L’équipe féminine iranienne pourrait risquer la prison, voire la mort, simplement pour avoir perdu un match de football
La tension est vive pour l’équipe féminine iranienne après la défaite 2-0 contre les Philippines, qui a mis fin à son parcours en Coupe d’Asie féminine, tandis que des manifestants en Australie ont encerclé le bus de l’équipe, suscitant des craintes pour la sécurité des joueuses en cas de retour au pays.
Environ 50 manifestants, dont certains brandissaient le drapeau du Lion et du Soleil, ont bloqué le bus à la sortie du stade sur la Gold Coast dimanche soir, un incident qui a mis en lumière les inquiétudes croissantes quant aux lourdes représailles auxquelles ces femmes pourraient être confrontées en Iran.
Le drapeau iranien du Lion et du Soleil (Shir-o-Khorshid), utilisé avant la Révolution islamique de 1979, est devenu un symbole de défi face au régime actuel, des manifestants l’ayant brandi pour réclamer la protection des joueurs et de leurs familles.
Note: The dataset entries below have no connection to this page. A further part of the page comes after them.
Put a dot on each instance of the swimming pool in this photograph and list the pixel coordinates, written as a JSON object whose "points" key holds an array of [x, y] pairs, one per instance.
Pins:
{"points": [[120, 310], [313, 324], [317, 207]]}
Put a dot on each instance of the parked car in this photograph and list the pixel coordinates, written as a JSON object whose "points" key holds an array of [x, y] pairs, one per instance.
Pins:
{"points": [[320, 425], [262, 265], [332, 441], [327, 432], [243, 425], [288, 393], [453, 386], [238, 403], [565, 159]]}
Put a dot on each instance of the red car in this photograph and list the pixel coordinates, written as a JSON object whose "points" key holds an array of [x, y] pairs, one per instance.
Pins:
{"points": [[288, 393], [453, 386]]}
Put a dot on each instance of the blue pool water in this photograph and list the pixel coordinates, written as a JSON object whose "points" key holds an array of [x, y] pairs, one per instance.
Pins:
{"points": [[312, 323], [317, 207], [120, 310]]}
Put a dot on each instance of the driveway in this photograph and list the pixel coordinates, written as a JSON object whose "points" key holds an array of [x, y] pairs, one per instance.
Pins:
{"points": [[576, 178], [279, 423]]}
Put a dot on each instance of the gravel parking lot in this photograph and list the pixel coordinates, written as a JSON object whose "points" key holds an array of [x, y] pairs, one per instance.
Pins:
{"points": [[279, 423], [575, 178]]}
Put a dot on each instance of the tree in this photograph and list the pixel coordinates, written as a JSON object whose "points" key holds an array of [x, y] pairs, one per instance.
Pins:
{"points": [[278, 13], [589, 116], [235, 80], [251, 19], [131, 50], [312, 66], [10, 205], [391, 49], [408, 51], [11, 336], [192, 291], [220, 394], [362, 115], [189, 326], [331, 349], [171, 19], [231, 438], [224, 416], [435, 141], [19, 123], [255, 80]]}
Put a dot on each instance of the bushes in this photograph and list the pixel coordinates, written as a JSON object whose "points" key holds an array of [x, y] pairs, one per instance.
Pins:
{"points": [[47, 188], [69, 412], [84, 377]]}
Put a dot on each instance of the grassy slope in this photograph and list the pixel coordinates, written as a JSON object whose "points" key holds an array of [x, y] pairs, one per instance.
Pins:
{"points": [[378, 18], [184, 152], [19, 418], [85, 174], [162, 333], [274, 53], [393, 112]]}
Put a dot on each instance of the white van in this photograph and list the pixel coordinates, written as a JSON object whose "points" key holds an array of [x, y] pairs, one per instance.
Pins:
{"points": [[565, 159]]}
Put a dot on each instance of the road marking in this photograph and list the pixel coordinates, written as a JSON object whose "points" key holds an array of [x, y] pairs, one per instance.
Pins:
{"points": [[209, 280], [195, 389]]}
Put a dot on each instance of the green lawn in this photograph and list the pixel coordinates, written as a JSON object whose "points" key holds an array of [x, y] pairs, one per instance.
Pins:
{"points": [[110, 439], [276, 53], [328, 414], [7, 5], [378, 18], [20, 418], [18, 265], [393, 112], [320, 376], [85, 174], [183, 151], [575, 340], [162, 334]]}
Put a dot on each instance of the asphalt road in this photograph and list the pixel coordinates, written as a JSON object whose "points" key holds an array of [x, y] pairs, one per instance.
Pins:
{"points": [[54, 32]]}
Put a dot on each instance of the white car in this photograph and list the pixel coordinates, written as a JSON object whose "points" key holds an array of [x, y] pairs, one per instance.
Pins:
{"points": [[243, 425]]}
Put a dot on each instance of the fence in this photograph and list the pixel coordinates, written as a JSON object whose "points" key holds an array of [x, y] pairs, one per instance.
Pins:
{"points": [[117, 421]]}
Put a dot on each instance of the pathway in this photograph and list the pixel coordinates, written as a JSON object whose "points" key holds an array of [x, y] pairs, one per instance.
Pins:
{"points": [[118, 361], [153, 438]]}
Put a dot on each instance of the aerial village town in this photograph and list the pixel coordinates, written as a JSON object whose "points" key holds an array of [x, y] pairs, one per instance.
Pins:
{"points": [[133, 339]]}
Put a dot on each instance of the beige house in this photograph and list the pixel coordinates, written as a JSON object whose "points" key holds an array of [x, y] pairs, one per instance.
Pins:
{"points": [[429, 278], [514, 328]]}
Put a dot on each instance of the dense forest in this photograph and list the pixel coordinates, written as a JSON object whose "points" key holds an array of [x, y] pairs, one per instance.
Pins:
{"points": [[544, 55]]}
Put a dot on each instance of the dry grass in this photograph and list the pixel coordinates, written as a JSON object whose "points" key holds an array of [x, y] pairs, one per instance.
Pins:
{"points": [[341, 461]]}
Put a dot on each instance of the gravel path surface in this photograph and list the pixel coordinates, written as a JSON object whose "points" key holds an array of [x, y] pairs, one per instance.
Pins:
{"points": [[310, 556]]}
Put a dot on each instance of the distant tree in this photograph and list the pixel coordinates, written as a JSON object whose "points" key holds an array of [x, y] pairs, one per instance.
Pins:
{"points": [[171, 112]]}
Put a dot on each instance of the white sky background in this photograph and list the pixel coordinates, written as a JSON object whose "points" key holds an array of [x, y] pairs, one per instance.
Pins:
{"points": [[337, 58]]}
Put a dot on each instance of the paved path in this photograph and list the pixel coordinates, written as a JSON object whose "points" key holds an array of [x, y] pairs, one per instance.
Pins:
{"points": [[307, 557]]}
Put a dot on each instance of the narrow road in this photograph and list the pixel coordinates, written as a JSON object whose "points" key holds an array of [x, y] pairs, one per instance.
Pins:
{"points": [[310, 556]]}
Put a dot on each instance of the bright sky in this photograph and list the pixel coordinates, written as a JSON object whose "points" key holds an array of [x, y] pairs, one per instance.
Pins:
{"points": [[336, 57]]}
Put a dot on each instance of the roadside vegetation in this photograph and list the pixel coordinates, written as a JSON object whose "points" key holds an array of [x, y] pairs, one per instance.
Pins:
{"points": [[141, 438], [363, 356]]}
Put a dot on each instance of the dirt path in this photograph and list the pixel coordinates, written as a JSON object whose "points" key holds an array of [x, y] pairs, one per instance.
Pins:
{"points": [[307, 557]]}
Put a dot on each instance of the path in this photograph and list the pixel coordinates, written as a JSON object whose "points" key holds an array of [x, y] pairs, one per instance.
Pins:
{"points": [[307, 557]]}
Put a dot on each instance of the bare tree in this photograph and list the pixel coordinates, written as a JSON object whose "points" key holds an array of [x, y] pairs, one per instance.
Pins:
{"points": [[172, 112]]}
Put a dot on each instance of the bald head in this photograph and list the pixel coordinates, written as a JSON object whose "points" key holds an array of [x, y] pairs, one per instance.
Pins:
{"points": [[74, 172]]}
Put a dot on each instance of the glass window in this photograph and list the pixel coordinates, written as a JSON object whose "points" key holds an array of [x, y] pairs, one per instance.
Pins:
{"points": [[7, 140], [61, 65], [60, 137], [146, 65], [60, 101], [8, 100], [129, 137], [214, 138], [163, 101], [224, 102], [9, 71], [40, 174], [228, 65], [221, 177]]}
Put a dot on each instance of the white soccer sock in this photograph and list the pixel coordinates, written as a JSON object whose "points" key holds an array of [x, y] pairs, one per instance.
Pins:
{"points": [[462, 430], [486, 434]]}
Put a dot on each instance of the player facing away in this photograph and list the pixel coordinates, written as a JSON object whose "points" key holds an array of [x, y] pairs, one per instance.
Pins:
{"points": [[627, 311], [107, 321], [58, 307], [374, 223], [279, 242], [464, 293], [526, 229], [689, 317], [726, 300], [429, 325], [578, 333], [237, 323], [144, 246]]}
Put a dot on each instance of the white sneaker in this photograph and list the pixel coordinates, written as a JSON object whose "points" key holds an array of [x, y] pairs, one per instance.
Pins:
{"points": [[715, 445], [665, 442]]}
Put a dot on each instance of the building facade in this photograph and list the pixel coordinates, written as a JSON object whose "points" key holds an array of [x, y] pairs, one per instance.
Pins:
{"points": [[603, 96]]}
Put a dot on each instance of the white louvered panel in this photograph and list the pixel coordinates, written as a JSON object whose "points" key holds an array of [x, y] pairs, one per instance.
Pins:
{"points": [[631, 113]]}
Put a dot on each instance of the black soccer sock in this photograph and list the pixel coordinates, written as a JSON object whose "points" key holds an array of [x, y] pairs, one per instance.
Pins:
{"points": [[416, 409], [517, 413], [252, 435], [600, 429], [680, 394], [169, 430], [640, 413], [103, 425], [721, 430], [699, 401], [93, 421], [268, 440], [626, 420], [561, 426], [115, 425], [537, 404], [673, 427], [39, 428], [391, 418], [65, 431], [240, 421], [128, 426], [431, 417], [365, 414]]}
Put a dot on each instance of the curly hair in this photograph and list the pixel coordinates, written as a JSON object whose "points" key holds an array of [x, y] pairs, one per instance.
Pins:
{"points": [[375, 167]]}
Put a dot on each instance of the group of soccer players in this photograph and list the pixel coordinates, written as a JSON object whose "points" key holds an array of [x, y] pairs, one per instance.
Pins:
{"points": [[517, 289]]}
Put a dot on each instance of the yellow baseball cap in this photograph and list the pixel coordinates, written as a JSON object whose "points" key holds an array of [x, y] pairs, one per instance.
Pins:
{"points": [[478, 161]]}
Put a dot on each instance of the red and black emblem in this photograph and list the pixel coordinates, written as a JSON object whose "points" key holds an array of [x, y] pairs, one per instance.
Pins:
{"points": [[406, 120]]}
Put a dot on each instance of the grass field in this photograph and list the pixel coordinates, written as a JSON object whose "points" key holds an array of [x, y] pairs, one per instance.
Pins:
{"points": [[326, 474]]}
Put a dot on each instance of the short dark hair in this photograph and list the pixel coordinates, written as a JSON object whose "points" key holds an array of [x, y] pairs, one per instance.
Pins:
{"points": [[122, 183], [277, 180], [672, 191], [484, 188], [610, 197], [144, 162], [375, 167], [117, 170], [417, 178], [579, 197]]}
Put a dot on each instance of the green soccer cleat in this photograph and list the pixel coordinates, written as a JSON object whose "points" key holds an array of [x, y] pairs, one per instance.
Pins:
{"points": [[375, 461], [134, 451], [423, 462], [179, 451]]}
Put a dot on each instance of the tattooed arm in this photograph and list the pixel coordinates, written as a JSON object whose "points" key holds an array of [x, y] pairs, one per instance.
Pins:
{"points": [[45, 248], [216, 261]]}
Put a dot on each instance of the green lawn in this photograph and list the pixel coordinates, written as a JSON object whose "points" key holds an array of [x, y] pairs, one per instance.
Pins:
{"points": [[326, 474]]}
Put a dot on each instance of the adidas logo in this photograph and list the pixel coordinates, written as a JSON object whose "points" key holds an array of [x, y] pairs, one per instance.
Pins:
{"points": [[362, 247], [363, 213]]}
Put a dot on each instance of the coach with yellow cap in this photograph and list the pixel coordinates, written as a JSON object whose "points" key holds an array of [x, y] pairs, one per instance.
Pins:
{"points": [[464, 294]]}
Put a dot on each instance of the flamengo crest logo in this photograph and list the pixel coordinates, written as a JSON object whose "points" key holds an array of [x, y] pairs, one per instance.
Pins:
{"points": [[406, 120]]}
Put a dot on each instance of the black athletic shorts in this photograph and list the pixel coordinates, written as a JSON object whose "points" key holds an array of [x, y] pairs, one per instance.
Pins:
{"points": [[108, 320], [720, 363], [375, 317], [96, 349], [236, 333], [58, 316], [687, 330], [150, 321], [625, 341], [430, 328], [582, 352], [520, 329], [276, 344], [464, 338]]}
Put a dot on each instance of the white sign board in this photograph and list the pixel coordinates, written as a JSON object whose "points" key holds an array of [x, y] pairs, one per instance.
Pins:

Le refus de l’équipe féminine de chanter l’hymne national iranien plus tôt dans le tournoi a suscité une attention internationale.
La vague de réactions hostiles a renforcé les craintes qu’ils puissent être emprisonnés, voire tués, à leur retour au pays, leurs proches étant également potentiellement en danger.
La ministre australienne des Affaires étrangères, Penny Wong, a déclaré que l’Australie « se tient solidaire » de l’équipe féminine iranienne de football et a appelé à des mesures urgentes pour garantir leur sécurité, rappelant la responsabilité du pays en tant que nation hôte du tournoi.
L’Australie affiche son soutien à l’équipe féminine iranienne
Des milliers d’Australiens ont signé des pétitions appelant le gouvernement à agir, avertissant que les joueurs sont confrontés à une « situation impossible » et soulignant que tout retour forcé pourrait mettre en danger leur vie ou la sécurité de leurs proches restés au pays.
"Ces préoccupations sont immédiates et sérieuses. Lors de leur match d’ouverture, des membres de l’équipe seraient restés silencieux pendant l’hymne national iranien", indique la pétition.
Des informations jugées crédibles ont également fait état d’inquiétudes selon lesquelles du personnel lié au régime serait intégré à la délégation, que les joueurs ne seraient pas libres de se déplacer et que leurs communications seraient restreintes.
"L’Australie accueille ce tournoi. Cela implique non seulement des responsabilités logistiques, mais aussi des responsabilités morales… Ces joueurs ne doivent pas être renvoyés dans une situation de danger parce qu’ils ont exprimé leur conscience, leur dignité ou leur peur au vu et au su de tous."